Ambos os países – juntamente com Brasil, Espanha, França, Turquia, Colômbia, Argentina, Itália e México – também viram uma correlação entre a desinformação da covid-19 e as taxas de mortalidade.

“A desinformação surgiu antes ou durante o aumento da taxa de infecção e mortalidade”, disse ele. “Em março de 2020, Índia, Estados Unidos, Brasil e Espanha estavam experimentando um aumento gradual nos casos de covid-19 junto com a desinformação da doença. Por outro lado, antes de setembro de 2020, a Geórgia tinha quase nenhum ou poucos casos de covid-19, junto com uma desinformação limitada.”

Proliferação online

A mídia social foi responsável pela maior quantidade de desinformação da covid-19, com 85% da produção total, e a internet como um todo gerou pouco mais de 90%. O Facebook sozinho produziu 67% da desinformação entre todas as plataformas de mídia social.

A mídia convencional foi responsável pela menor parcela de desinformação: pouco mais de 3%, acrescentou ele.

A Índia produziu a maior quantidade de desinformação de mídia social, “talvez graças à maior taxa de penetração da internet no país, aumentando o consumo de mídia social e a falta de alfabetização dos usuários na internet”, disse Al-Zaman.

Em geral, os países asiáticos e africanos apresentam uma prevalência mais baixa de desinformação, enquanto o Sul da Ásia e as Américas do Norte e do Sul apresentam uma prevalência mais elevada.

E, no entanto, apesar de sua maior prevalência em alguns países, a desinformação sobre a covid-19 não está concentrada em áreas geográficas específicas, mas sim dispersa ao redor do globo, disse Al-Zaman.

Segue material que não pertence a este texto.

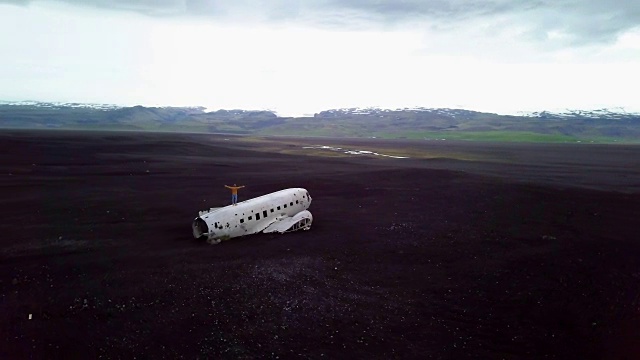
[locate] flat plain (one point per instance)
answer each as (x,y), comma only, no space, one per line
(438,250)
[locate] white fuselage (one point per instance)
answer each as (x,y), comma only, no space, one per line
(265,213)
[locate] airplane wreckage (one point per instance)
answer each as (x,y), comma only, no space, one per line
(281,211)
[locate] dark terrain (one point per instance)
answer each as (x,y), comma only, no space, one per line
(526,251)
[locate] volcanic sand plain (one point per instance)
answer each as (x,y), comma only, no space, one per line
(460,250)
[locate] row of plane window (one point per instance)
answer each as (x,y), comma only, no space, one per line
(264,212)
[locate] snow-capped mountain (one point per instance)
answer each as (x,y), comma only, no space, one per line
(605,113)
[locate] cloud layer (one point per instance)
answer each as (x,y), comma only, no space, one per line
(567,23)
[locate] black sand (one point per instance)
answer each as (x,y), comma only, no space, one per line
(518,252)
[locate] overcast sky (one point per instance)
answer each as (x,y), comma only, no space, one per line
(300,57)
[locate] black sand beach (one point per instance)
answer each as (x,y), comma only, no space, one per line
(462,250)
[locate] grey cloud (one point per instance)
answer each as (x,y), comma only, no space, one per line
(581,21)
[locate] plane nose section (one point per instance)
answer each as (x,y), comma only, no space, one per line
(199,228)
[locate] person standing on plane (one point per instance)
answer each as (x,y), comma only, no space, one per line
(234,193)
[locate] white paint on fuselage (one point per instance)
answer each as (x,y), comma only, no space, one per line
(253,215)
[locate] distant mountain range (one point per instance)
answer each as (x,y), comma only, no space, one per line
(600,126)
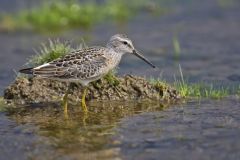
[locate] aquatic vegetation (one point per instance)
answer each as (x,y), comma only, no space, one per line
(176,47)
(199,90)
(50,51)
(57,16)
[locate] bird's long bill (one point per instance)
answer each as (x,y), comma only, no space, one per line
(135,52)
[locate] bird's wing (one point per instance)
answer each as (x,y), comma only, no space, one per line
(80,64)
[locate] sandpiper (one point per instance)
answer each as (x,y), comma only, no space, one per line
(86,65)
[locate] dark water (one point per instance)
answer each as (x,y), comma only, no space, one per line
(208,33)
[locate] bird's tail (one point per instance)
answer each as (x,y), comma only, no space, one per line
(26,70)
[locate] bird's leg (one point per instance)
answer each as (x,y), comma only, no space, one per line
(65,100)
(84,106)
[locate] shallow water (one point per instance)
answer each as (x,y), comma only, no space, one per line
(209,37)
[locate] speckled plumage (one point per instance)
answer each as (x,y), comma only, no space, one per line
(89,64)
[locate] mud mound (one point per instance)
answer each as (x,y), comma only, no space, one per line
(33,90)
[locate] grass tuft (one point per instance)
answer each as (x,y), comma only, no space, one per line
(50,51)
(199,90)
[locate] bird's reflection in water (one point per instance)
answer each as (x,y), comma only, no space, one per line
(76,133)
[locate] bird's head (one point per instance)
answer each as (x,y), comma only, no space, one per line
(121,44)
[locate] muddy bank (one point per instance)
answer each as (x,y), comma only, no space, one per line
(34,90)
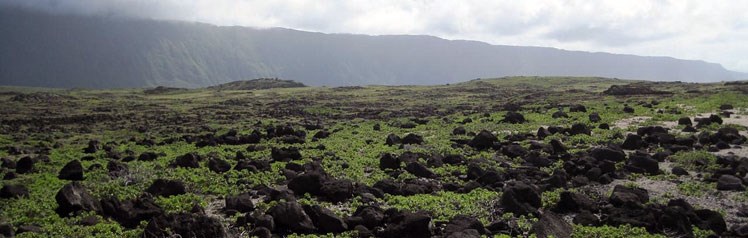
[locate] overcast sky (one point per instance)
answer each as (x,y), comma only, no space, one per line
(710,30)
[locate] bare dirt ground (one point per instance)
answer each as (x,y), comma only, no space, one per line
(727,202)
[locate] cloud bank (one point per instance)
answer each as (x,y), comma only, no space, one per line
(715,31)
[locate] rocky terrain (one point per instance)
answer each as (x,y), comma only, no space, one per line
(508,157)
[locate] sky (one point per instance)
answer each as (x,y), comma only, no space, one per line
(714,31)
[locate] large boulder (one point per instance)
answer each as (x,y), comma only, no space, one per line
(130,213)
(483,140)
(730,182)
(218,165)
(325,220)
(239,203)
(14,191)
(575,202)
(73,198)
(419,170)
(389,161)
(520,198)
(310,182)
(551,225)
(514,118)
(461,223)
(644,163)
(290,216)
(285,154)
(25,165)
(189,160)
(184,225)
(623,196)
(409,225)
(607,153)
(166,188)
(632,142)
(337,190)
(412,139)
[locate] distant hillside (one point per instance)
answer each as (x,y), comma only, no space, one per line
(263,83)
(39,49)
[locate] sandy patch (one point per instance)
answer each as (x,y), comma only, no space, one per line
(663,191)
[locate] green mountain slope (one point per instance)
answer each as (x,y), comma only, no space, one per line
(40,49)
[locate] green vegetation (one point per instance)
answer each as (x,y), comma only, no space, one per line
(133,122)
(624,231)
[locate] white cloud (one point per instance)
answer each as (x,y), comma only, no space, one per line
(714,31)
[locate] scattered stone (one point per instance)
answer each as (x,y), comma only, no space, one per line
(325,220)
(623,196)
(730,182)
(290,216)
(184,225)
(73,170)
(14,191)
(73,198)
(514,118)
(483,140)
(166,188)
(218,165)
(551,225)
(520,198)
(419,170)
(239,203)
(25,165)
(412,139)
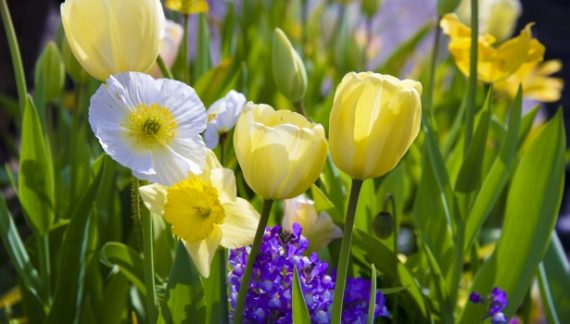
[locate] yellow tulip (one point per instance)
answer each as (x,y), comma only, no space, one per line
(374,120)
(536,81)
(493,64)
(109,37)
(280,152)
(187,7)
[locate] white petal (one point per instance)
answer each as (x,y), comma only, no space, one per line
(211,136)
(240,224)
(225,182)
(202,252)
(154,197)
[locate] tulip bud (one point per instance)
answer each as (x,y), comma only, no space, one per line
(280,152)
(446,6)
(374,120)
(109,37)
(288,68)
(50,72)
(370,7)
(319,229)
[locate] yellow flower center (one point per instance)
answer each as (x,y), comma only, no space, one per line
(193,208)
(150,126)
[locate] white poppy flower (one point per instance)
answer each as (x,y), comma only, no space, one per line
(150,126)
(319,229)
(222,117)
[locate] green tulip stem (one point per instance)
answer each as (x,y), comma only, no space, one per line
(15,53)
(342,269)
(151,302)
(163,68)
(266,210)
(300,107)
(472,86)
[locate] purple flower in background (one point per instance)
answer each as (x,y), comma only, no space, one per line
(497,301)
(269,295)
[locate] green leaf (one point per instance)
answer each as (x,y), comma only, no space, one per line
(300,311)
(73,257)
(36,179)
(127,261)
(376,252)
(372,302)
(184,301)
(496,178)
(554,280)
(49,73)
(18,254)
(203,60)
(530,216)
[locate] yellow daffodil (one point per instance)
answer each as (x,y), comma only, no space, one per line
(536,81)
(374,120)
(493,64)
(187,7)
(109,37)
(204,212)
(280,152)
(318,228)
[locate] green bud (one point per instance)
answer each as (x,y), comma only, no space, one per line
(49,72)
(288,68)
(72,66)
(370,7)
(446,6)
(383,225)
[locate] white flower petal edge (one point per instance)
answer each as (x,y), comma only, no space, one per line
(223,115)
(165,159)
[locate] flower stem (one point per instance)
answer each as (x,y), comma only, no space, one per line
(148,258)
(15,53)
(163,68)
(472,86)
(251,259)
(342,269)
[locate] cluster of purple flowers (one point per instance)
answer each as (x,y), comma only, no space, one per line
(497,301)
(269,294)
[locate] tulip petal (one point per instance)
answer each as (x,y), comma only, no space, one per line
(202,252)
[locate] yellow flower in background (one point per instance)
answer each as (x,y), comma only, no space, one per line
(204,212)
(536,81)
(319,228)
(280,152)
(493,64)
(374,120)
(187,7)
(109,37)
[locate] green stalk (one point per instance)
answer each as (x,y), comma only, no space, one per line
(151,302)
(15,53)
(45,266)
(251,259)
(163,68)
(344,257)
(184,52)
(472,86)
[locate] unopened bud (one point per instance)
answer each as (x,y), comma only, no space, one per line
(288,68)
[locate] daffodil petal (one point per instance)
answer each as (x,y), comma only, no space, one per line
(202,252)
(240,224)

Ele acrescentou que essa desinformação atingiu seu pico em março de 2020, caindo gradualmente em meses.

“Poluição da informação”

De acordo com Al-Zaman, seu estudo analisa a maior quantidade de desinformação relativamente à covid-19 do maior número de países e fontes até o momento. O trabalho foi citado amplamente na mídia, incluindo The Times, no Reino Unido, e The Times of India.

“As pessoas que trabalham com desinformação geralmente se concentram em um país específico, não no contexto global ou em como outros países estão lidando com isso”, disse ele.

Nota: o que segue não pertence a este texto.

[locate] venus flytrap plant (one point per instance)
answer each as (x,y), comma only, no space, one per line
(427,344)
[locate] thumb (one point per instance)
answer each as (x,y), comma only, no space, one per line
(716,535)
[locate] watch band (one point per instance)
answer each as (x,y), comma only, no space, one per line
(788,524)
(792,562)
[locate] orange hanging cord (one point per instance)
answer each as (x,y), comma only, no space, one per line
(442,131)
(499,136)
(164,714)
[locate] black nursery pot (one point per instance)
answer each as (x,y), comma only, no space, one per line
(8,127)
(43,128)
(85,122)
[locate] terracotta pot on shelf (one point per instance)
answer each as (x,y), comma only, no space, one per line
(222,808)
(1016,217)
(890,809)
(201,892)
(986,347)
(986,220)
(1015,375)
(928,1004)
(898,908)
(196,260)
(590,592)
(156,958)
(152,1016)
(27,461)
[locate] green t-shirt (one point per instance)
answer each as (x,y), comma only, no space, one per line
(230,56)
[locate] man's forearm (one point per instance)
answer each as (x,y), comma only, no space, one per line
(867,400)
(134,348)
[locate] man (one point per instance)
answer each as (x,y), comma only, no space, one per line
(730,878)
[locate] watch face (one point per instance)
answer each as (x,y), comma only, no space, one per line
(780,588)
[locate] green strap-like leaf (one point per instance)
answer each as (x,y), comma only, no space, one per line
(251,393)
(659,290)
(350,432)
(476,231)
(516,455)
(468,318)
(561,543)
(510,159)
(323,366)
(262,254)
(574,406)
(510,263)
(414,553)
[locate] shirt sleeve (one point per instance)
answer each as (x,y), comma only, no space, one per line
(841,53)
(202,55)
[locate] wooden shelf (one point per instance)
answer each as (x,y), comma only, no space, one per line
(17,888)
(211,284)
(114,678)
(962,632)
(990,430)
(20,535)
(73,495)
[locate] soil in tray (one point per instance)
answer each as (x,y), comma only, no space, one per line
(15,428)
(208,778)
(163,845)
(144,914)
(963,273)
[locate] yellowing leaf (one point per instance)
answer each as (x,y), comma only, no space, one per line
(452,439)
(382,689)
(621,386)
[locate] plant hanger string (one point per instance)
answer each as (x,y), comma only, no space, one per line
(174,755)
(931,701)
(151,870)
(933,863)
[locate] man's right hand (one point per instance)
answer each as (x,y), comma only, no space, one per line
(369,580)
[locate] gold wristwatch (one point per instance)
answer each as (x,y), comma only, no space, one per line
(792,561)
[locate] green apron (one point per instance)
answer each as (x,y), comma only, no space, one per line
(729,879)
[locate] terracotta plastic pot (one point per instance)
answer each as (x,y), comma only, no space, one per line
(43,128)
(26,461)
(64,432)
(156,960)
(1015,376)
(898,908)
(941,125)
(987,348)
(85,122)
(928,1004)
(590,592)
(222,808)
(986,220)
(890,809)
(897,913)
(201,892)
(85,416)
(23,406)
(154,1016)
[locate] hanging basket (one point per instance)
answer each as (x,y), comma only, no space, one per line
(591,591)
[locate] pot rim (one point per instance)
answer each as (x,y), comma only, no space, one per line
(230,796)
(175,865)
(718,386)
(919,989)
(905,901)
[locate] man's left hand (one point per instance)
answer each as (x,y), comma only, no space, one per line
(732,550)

“Precisamos entender como a mídia social é usada em outras culturas e em diferentes situações políticas”, disse o consultor da tese de Al-Zaman, o especialista em computação em ciências humanas Geoffrey Rockwell. “Sayeed traz uma nova perspectiva para a compreensão de nossa própria situação, que muitas vezes somos tentados a pensar que é tudo o que está acontecendo.”

O estudo de Al-Zaman é um dos vários artigos que ele publicou nos últimos anos sobre o que chama de “diferentes aspectos da poluição da informação, como sobrecarga de informação, desinformação e informação enganosa”.

Nascido em Bangladesh, ele concentrou grande parte de suas pesquisas no Sul da Ásia. Sua tese de mestrado, parte da qual foi publicada na revista Heliyon, examina a desinformação religiosa em Bangladesh.

Naquele país – como na Índia e no Paquistão –, a desinformação religiosa nas redes sociais costuma levar diretamente à “violência offline e ataques macabros contra as minorias”, disse ele.

E enquanto cerca de 64% dos consumidores em todo o mundo aceitam a desinformação que encontram nas redes sociais sem qualquer hesitação ou dúvida, eles acreditam na desinformação religiosa mais do que qualquer outro tipo, disse Al-Zaman.